The Tetrad Automated Causal Discovery Platform, a software and text project developed by Peter Spirtes, Clark Glymour, Richard Scheines and Joe Ramsey of Carnegie Mellon University’s Department of Philosophy, earned the “Leader” Award at the 2020 World Artificial Intelligence Conference this past July.
The Leader Award is one of four awards presented at the conference that aim to recognize “the best in terms of impact and innovation in AI”. There were over 800 nominees for the awards, including projects by Amazon, Bosch, Huawei, Nvidia, Open AI Lab, and Siemens, among others.
The Tetrad Automated Causal Discovery Platform is a tool for discovering “valid, novel, and significant causal relationships” in data. A press release from CMU provides further information about the project:
The Tetrad project was started nearly 40 years ago by Glymour, then a professor of history and philosophy of science at the University of Pittsburgh and now Alumni University Professor Emeritus of Philosophy at CMU, and his doctoral students, Richard Scheines, now Bess Family Dean of the Dietrich College of Humanities and Social Sciences and a professor of philosophy at CMU, and Kevin Kelly, now professor of philosophy at CMU.

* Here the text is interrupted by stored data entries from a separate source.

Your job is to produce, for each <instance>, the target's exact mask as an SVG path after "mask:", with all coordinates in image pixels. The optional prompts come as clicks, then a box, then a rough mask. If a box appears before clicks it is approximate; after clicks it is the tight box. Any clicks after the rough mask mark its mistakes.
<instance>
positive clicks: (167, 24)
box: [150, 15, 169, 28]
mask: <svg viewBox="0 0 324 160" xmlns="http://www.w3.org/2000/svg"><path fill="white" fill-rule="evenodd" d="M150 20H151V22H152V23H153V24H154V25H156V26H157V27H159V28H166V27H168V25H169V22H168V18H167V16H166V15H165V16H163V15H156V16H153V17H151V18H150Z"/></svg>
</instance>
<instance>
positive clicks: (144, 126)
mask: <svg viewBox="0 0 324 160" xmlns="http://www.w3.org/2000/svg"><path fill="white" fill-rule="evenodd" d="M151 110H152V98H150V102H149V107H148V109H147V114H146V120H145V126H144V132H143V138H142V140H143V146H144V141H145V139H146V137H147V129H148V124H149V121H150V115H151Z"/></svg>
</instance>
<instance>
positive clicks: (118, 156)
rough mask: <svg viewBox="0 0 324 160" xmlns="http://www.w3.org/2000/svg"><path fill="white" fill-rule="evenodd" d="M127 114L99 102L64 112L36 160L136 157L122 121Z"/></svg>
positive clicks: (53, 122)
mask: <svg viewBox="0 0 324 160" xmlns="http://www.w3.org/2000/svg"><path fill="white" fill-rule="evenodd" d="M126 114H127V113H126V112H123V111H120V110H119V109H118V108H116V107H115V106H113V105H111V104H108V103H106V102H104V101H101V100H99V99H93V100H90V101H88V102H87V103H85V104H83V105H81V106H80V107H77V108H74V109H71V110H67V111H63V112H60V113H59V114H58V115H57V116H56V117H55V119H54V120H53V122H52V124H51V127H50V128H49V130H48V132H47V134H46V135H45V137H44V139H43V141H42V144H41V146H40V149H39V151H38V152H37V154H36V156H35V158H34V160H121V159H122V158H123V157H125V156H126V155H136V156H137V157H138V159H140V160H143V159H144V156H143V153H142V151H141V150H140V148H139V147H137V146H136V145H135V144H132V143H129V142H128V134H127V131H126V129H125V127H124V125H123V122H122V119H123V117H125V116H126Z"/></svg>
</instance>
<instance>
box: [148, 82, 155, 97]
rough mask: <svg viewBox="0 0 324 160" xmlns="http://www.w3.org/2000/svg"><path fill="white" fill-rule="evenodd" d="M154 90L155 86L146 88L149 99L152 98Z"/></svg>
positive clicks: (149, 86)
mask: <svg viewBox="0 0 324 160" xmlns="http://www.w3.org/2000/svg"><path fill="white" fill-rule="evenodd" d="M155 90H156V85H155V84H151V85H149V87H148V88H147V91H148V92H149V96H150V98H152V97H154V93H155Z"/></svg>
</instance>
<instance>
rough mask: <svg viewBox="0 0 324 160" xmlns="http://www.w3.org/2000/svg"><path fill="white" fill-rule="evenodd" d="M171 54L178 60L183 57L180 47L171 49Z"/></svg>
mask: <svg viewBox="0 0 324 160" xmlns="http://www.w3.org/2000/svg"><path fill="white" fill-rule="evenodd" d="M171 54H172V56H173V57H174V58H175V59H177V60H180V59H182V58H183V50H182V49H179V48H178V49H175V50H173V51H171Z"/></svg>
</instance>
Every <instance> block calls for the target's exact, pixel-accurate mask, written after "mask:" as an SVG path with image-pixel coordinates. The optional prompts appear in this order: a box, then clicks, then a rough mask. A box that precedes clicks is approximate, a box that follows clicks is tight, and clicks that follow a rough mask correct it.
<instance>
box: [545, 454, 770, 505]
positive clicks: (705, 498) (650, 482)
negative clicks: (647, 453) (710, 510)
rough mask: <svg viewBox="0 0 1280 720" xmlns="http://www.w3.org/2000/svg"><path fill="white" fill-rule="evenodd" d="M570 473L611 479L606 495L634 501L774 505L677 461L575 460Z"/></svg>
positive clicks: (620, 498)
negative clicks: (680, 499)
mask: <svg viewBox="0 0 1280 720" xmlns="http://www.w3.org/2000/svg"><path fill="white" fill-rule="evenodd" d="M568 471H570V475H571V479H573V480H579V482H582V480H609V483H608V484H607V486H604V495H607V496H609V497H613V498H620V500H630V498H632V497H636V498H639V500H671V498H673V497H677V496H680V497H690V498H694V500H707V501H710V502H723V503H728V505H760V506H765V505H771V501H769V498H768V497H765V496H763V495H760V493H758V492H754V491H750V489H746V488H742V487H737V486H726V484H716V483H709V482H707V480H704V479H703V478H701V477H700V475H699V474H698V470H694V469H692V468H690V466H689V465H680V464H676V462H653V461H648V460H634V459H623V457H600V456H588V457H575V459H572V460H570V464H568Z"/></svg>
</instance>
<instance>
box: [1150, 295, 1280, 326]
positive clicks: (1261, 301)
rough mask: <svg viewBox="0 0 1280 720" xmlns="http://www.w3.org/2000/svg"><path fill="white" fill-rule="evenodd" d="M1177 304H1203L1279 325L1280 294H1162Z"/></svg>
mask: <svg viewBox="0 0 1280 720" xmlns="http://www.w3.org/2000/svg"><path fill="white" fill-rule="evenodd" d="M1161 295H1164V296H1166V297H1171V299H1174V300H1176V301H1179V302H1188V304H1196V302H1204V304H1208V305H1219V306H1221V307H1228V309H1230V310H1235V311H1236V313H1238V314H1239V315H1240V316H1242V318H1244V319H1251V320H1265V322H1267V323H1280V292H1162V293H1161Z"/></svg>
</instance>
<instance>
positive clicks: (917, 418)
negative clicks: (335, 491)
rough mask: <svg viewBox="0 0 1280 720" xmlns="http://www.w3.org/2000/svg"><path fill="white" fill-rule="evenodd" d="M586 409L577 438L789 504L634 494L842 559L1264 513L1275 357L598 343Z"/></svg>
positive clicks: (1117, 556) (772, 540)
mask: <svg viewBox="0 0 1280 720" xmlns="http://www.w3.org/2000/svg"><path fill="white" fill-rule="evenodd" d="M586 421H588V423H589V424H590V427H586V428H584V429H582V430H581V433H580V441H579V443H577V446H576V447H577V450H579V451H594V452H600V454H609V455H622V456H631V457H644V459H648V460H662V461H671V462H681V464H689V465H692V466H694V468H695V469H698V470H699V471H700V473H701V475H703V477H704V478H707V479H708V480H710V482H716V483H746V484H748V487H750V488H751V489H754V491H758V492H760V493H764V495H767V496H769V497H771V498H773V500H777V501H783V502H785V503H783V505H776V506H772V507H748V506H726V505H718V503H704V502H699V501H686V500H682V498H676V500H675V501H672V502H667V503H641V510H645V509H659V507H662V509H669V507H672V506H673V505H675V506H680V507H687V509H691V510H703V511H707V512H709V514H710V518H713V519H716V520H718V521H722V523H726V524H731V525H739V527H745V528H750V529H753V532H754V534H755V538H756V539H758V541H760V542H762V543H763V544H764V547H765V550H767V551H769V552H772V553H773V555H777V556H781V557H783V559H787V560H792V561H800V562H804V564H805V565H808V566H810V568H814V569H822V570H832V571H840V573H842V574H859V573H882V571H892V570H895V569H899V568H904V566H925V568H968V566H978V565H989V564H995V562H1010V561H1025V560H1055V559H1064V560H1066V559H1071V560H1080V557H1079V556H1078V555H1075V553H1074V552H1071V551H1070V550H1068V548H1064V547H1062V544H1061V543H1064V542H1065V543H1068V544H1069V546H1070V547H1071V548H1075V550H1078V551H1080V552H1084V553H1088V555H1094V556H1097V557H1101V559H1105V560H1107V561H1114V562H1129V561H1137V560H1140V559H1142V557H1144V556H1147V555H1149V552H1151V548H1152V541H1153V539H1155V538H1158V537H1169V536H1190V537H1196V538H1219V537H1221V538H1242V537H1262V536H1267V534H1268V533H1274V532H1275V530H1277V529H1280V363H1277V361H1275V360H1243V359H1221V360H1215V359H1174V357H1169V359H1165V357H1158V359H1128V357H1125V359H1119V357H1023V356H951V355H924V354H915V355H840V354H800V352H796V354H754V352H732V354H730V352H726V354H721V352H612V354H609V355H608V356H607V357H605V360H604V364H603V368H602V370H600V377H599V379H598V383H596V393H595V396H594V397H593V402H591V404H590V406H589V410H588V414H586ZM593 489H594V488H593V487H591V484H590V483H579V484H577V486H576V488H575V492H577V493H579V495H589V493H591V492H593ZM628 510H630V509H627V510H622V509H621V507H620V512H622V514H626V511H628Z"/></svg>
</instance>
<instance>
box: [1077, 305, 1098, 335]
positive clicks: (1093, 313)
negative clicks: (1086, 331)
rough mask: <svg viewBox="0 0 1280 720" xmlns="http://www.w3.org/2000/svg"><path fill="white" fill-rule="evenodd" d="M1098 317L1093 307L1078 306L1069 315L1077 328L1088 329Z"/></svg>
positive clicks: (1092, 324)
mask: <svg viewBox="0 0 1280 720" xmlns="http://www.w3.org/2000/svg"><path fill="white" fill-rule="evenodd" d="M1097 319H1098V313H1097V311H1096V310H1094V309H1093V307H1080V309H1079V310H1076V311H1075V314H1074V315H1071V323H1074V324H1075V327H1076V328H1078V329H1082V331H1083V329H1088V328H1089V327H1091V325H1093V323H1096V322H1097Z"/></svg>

Glymour was fascinated by English psychologist Charles Spearman’s argument for a single “general intelligence,” proposed in the early 20th century, and later work by Hubert Blalock, a sociologist. Both researchers explored the possibility of distinguishing causal models by patterns of constraints they implied on the data. Glymour and his students undertook to generalize that idea, turn it into a computer algorithm and explore related mathematical properties.
The first version of the Tetrad program became the basis of Scheines’ doctoral research, which required him to learn as much computer science and statistics as philosophy, an interdisciplinary approach that was encouraged at CMU.
Peter Spirtes joined the project while studying for a master’s degree in computer science at Pitt following his doctoral work. A number of doctoral students at CMU have based their work around the Tetrad project.
Fundamental to the work was providing a set of general principles, or axioms, for deriving testable predictions from any causal structure. For example, consider the coronavirus. Exposure to the virus causes infection, which in turn causes symptoms (Exposure –> Infection –> Symptoms). Since not all exposures result in infections, and not all infections result in symptoms, these relations are probabilistic. But if we assume that exposure can only cause symptoms through infection, the testable prediction from the axiom is that Exposure and Symptoms are independent given Infection. That is, although knowing whether someone was exposed is informative about whether they will develop symptoms, once we already know whether someone is infected or not — knowing whether they were exposed adds no extra information — a claim that can be tested statistically with data.
Spirtes, Glymour and Scheines then turned this kind of reasoning on its head and extended it to massively complex causal systems. They developed algorithms that take measured data and background knowledge as input, and then compute the set of underlying causal systems that might have produced specific patterns in the measured data. What can the algorithms tell us about the causal system that underlies the measured data? According to Scheines, “not everything, but in some cases quite a lot.” Spirtes led the effort to prove that the algorithms were theoretically reliable. This approach to causal discovery constituted a breakthrough in fundamental methods in AI.
The next step was to make the work practical — which required efficient algorithms and massive amounts of simulation and real scientific testing. In the late 1990s, Joe Ramsey joined the team as a systems developer, and he has developed several important algorithms, and has made many others dramatically more efficient. With help from Spirtes, Glymour, Scheines and many others, Ramsey developed the Java-based Tetrad platform, which supports model building and testing, full simulation, and implements dozens of causal discovery algorithms that can be executed on one’s laptop or on the Bridges Pittsburgh Supercomputer.
Over the last 15 to 20 years, the free, open-source software platform has been successfully applied to scientific problems from economics to psychology to educational research to neuroscience by the original team and by researchers around the world.